El legionario escupió al suelo.
–Si por mi fuera no tendrías mercancía alguna, tratante –le contestó ofendido–. Pero no está en mis manos impedirlo. Sólo dime, ¿a donde os dirigís?
–A Lican, mi señor. A Lazheria.
–¡No le creáis! –Gritó Thomas sobresaltando a todos.
–¡Calla! –Le ordenó Shárika.
–¡Por el Primero! ¡Sacarnos de aquí! –Azuzó Thomas.
Al reconocer a uno de los suyos los legionarios desenvainaron sus armas. Los dos del lateral cargaron contra ellos.
–¿Esclavos? Pagarás con tu vida por esto –amenazó a Madrix el restante, todavía frente a él.
Becar apareció sobre la jaula del carromato disparando su arco. Su flecha se clavó certera en el cuello de uno de los legionarios que se derrumbó sobre uno de los esclavistas. El otro legionario continuó su carga rebanando el cuello de otro enemigo. Telsat lanzó su boleadora enganchándolas en las manos del caballo. Éste cayó derribando a su jinete que no tardó en verse rodeado por cuatro esclavistas.
El tercer legionario lanzó un puñal a Madrix pero éste fue más rápido e interpuso a su compañero. El legionario rodeó el carro por la izquierda para poder atacar desde atrás a los esclavistas. Becar se ocupó de él con una de sus flechas y el legionario superviviente no tardó en acompañar a sus amigos en su viaje al Inframundo.
Cuando todo hubo acabado Madrix arrojó el cadáver del conductor al suelo.
–¡Por Meron que así no hay forma de hacer negocios! –Exclamó.
Bajó del carro e ignorando los cuerpos de los legionarios ordenó abrir la jaula.
–¿Os parece bonito? –Les preguntó a sus presos–. Podíamos haber sacado un buen negocio adelante pero no, el señor capullo tenía que gritar... ¿qué era eso? Ah sí, ¡por el primero! Pues serás el primero en recibir una lección, el primero y el último. Creo que la necesitas. ¡Sacarlo fuera! –Ordenó airado.
Lo sujetaron entre dos de los esclavistas mientras Becar desenrollaba su látigo delante de él.
Madrix se acercó a Thomas.
–Éste es Becar –le presentó–. Es un gran arquero, ¿sabes? El mejor que yo haya visto. Por eso le tengo conmigo, claro.
–Encantado –contestó irónicamente Thomas.

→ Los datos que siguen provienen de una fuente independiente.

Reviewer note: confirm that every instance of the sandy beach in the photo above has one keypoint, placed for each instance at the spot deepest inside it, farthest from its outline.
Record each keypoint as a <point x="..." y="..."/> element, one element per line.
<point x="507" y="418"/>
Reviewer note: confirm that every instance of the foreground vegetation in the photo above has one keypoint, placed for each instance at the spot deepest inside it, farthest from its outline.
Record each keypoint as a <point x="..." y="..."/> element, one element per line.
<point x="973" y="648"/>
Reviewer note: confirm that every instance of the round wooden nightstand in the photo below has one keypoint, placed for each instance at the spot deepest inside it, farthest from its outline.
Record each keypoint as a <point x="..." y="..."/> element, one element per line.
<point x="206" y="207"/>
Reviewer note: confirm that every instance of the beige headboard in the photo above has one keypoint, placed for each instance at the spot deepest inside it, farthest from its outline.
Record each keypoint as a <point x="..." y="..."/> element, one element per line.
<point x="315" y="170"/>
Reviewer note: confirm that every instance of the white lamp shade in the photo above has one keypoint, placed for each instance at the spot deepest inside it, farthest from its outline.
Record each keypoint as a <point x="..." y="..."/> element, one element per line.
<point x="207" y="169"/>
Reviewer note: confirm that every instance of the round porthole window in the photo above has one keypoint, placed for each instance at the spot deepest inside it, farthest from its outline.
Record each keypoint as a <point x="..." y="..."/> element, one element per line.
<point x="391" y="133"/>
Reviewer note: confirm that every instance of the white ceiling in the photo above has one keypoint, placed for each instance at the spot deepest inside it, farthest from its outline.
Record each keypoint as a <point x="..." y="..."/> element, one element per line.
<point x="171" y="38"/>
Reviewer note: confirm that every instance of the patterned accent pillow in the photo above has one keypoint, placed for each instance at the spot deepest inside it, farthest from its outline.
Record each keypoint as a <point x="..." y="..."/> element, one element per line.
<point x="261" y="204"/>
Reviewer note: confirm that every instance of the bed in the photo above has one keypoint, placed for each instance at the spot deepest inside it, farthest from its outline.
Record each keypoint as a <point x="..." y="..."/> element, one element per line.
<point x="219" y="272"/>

–¿Encantado? ¡Ya! No creo que lo estés. ¿Sabes? No sólo tiene buena puntería con el arco, con el látigo..., con el látigo es un maestro.
–Lo creo –volvió a interrumpir.
Un puñetazo de Madrix lo silenció.
–Sebral, ¿puedes hacer algo? –susurró Neamer.
–Sí puedo. Pero no nos desharíamos de ellos y después, ¿qué? Estoy demasiado débil para algo mayor.
–De ésta no sale –sentenció Ermis.
–Calla –le ordenó Shárika rabiosa por la impotencia.
Madrix se hizo a un lado y dijo:
–Maestro, demuéstranos lo que sabes hacer.
El látigo acertó el rostro de Thomas a la primera. Después Becar se recreó formando un macabro mosaico en la piel del legionario. Aunque no lo demostrara Madrix observaba fascinado el coraje y aguante de aquel legionario que recibía el castigo en completo silencio.
–¡Basta! –Interrumpió–. No tenemos tiempo. Acabar con él y luego meter todos los cadáveres en la jaula. Tendremos que viajar de noche para salir de Xhantia cuanto antes.
Becar guardó su látigo. Otro esclavista se acercó al sangrante Thomas y empezó a propinarle una serie de puñetazos. Cuando Thomas se derrumbó sobre la hierba varios esclavistas se unieron con su compañero para darle patadas al rebelde esclavo.